Canada is halfway toward meeting its 2020 target set out in the Copenhagen Accord for reducing greenhouse gas (GHG) emissions by 17 percent from the 2005 levels, Environment Minister Peter Kent announced on Wednesday.
Last year, Canada was one-quarter of the way toward reaching that goal.
The jump this year is the result of the federal government's " realistic, sector-by-sector approach to greenhouse gas regulations that is reducing emissions, while continuing to create jobs and encouraging economic growth," Kent said at a news conference.
As a signatory to the non-binding 2009 Copenhagen Accord, Canada is committed to reducing GHG emissions to 607 million tonnes, or 607 megatons, eight years from now.
However, under the current progress, Canada's emissions are expected to drop to 720 megatons by 2020, meaning the government will have to find ways to cut emissions by an additional 113 megatons.
In its second annual Report on Emissions Trends released on Wednesday, Environment Canada included for the first time projections based on land-use change and forestry.
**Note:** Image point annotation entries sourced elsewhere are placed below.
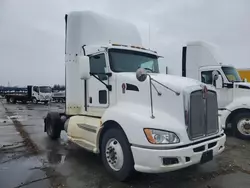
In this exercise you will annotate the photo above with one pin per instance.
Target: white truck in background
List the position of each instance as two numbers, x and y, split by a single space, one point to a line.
118 105
200 61
34 94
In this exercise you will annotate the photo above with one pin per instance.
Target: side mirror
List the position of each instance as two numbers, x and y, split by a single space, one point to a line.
84 67
219 82
215 75
141 74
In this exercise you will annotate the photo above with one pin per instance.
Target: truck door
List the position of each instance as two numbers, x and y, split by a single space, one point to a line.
35 92
225 95
98 94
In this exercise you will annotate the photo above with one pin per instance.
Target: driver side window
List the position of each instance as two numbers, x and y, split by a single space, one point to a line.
98 65
148 64
35 88
206 77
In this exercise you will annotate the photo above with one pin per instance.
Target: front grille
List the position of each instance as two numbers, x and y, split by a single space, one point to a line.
203 114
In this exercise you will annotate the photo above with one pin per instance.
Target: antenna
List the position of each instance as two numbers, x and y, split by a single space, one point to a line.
149 35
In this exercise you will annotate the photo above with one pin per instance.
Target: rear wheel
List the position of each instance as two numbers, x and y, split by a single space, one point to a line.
241 123
53 125
116 154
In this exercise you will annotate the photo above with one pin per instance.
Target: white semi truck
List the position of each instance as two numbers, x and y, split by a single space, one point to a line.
201 61
118 105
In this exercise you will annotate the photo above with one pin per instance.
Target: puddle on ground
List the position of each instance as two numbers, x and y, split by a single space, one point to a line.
55 158
17 172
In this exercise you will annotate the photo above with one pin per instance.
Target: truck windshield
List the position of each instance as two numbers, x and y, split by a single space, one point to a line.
130 61
45 89
231 74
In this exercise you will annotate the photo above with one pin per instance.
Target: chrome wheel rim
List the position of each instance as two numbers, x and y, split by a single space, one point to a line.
244 126
114 154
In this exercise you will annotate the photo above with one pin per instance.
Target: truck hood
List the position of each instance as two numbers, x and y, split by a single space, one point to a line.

This is expected to contribute to a reduction of 25 megatons of GHG emissions by 2020.
Kent said the government has taken action on two of Canada's major sources of emissions -- electricity and transportation.
Ottawa is expected to soon release final regulations for the coal-fired electricity sector, which aim to reduce GHG emissions by 31 megatons between 2005 and 2020. The regulations are scheduled to come into effect in 2015.
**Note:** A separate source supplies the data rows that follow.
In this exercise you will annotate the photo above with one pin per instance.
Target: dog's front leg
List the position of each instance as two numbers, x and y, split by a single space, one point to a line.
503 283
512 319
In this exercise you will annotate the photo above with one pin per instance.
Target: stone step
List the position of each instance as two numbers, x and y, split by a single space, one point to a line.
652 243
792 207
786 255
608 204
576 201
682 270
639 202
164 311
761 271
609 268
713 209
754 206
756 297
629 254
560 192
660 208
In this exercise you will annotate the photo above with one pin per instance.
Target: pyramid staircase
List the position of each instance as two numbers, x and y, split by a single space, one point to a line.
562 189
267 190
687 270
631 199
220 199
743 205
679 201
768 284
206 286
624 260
In October 2010, the Canadian government also announced final emission-reduction regulations for automobiles and light trucks for the 2011-2016 model years. Kent said the government is working on "even more stringent" regulations for the 2017 model year and beyond.
Cars and light trucks account for about 12 percent of Canada's total GHG emissions.
This past April, the government proposed regulations for heavy- duty vehicles, including large pick-up trucks, tractors, cement and garbage trucks, and buses, for the 2014 model year and beyond. At the time, Kent said the initiative would result in a three- megaton reduction in GHG emissions from these vehicles.
The minister said future regulations will not be based on precise targets, but rather on "best performance standards."
For example, the oil sands industries have indicated that they would like to reduce their emissions to the same levels that conventional oil and gas operations use, said Kent.
But environmental groups said most of the credit for reducing emissions should go to the Canadian provinces, such as Quebec, which created a cap-and-trade system to limit the amount of GHG emissions industrial sectors can generate, and British Columbia, which has implemented a carbon tax.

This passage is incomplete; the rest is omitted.